1. Install the OTP Guard application for Github

Use this link to install the OTP Guard application for Github. The screen should look similar to the following, but your account name and organization details may differ:

2. Grant OTP Guard access to organization repositories

Access can be granted to only selected repositories, or all of them. This can be changed anytime.

The permissions that OTP Guard requires are extremely limited: it can only read repository metadata (Github makes this permission mandatory), organizational members (so OTP Guard knows who can actually access the app), and pull requests.

Note that OTP Guard can only read PR metadata (authors, PR descriptions, commit messages, etc) but not the actual code itself, nor can OTP Guard see the contents of PR reviews.

OTP Guard also needs read-write access to checks - the thing that gives a green and red checkmarks for PR status checks.

3. Make a pull request in a repository protected by OTP Guard

A Github check will be created for the PR. For the best security coverage, set up branch protection rules on Github so that the PR can't be merged until after someone review and approves it.

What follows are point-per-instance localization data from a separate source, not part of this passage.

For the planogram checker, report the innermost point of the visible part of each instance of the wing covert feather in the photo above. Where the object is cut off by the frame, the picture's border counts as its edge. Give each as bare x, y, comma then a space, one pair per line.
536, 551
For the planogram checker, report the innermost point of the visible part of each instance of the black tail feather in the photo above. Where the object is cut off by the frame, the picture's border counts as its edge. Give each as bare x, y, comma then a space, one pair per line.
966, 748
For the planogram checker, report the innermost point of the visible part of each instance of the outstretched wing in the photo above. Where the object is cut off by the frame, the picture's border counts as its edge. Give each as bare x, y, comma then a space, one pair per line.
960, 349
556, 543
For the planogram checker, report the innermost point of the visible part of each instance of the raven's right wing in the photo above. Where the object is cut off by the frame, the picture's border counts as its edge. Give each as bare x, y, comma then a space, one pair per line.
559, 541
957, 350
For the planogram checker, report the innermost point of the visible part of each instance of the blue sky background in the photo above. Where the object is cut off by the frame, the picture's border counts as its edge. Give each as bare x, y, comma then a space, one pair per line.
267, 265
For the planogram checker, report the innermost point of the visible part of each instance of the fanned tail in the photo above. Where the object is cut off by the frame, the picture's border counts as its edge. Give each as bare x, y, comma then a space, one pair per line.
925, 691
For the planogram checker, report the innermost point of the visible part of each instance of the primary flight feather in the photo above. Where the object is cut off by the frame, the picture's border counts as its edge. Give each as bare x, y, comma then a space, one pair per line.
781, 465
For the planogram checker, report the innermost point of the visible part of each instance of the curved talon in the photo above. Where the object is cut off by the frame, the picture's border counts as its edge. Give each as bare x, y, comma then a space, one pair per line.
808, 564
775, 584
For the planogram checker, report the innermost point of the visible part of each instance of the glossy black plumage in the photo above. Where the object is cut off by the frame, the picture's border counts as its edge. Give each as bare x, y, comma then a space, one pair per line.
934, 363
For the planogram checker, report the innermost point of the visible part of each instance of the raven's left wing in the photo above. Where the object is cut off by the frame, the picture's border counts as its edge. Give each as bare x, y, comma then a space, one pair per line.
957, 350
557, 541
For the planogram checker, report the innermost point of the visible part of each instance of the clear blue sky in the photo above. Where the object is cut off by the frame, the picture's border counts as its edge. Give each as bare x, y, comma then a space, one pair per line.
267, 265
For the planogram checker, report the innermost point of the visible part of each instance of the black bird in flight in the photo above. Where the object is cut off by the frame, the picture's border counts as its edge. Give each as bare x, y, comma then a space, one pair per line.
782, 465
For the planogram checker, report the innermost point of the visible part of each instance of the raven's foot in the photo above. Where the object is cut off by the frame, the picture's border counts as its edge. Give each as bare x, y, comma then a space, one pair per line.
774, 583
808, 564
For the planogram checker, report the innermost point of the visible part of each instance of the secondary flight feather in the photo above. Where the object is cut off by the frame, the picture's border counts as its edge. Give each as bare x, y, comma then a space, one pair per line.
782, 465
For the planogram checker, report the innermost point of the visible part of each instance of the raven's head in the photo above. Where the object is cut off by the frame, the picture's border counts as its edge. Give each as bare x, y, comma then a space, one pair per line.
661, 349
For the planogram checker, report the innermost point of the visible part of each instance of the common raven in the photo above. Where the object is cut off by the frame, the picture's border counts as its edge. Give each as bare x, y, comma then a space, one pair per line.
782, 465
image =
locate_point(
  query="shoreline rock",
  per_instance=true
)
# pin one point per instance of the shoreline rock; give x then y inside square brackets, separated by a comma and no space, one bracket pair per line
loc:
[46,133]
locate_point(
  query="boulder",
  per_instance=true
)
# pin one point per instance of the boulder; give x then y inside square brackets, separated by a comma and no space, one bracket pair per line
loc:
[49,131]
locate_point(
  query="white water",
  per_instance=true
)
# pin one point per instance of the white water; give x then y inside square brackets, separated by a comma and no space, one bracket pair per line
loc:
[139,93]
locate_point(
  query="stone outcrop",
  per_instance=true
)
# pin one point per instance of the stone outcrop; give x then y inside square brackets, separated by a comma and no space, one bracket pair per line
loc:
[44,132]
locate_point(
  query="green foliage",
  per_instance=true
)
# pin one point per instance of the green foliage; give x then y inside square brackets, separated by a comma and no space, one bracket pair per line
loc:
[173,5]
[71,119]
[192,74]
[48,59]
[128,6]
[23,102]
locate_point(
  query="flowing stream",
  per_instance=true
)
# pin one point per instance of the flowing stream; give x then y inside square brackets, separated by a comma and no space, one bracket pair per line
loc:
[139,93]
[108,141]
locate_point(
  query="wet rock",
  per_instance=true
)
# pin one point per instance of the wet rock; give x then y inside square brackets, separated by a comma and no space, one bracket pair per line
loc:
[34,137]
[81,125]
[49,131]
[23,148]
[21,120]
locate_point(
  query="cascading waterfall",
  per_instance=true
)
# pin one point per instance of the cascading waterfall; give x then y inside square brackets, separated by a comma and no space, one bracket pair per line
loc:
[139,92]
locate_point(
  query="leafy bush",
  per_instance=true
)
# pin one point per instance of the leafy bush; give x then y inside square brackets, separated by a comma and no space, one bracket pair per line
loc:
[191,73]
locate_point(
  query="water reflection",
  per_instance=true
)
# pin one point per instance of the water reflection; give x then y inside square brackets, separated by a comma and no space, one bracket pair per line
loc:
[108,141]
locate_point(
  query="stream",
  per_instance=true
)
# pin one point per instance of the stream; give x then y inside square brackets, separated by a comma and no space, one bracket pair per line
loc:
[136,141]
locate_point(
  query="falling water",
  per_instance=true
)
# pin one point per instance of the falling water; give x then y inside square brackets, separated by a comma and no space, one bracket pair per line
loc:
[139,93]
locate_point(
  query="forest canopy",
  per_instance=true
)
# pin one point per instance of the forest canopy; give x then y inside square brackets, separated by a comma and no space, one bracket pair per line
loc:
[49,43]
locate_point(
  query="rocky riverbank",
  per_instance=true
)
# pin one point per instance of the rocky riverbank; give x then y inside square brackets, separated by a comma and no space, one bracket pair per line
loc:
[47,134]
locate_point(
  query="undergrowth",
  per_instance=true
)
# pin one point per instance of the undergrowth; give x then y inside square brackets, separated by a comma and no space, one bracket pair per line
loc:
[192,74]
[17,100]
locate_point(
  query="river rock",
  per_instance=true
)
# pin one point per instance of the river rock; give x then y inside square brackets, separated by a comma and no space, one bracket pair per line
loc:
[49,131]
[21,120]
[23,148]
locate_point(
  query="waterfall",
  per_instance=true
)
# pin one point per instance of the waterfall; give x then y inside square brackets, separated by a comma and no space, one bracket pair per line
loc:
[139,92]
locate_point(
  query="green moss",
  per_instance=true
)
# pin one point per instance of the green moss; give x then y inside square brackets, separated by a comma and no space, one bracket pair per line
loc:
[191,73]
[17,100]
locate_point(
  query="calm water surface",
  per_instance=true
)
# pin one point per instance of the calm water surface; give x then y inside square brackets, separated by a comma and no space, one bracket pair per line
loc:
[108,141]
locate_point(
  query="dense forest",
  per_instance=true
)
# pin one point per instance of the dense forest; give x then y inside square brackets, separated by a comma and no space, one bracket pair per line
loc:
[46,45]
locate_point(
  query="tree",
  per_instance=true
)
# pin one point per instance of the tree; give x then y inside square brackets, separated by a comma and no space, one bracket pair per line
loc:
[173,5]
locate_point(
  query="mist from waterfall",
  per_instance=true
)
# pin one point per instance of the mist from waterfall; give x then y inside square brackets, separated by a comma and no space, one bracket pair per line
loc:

4. Authorize the pull request with OTP Guard

Click on the "Details" of the status check to drill down, and "Resolve" to authorize the PR on the OTP Guard website.

5. Register your first authenticator

When authorizing a pull request for the first time, OTP Guard will prompt you to set up an authenticator. For more information on the types of authenticators OTP Guard support, please see Authenticator Types page.

You will have a separate set of authenticators for every Github organization that you are a member of, so that authenticators can be managed independently by organization administrators.

6. Finish authorizing the pull request

Once an authenticator has been registered, the PR authorization process is straightforward. For a platform authenticator or security key, simply click 'Authorize' and follow the prompts. For a TOTP, enter the six-digit code and submit.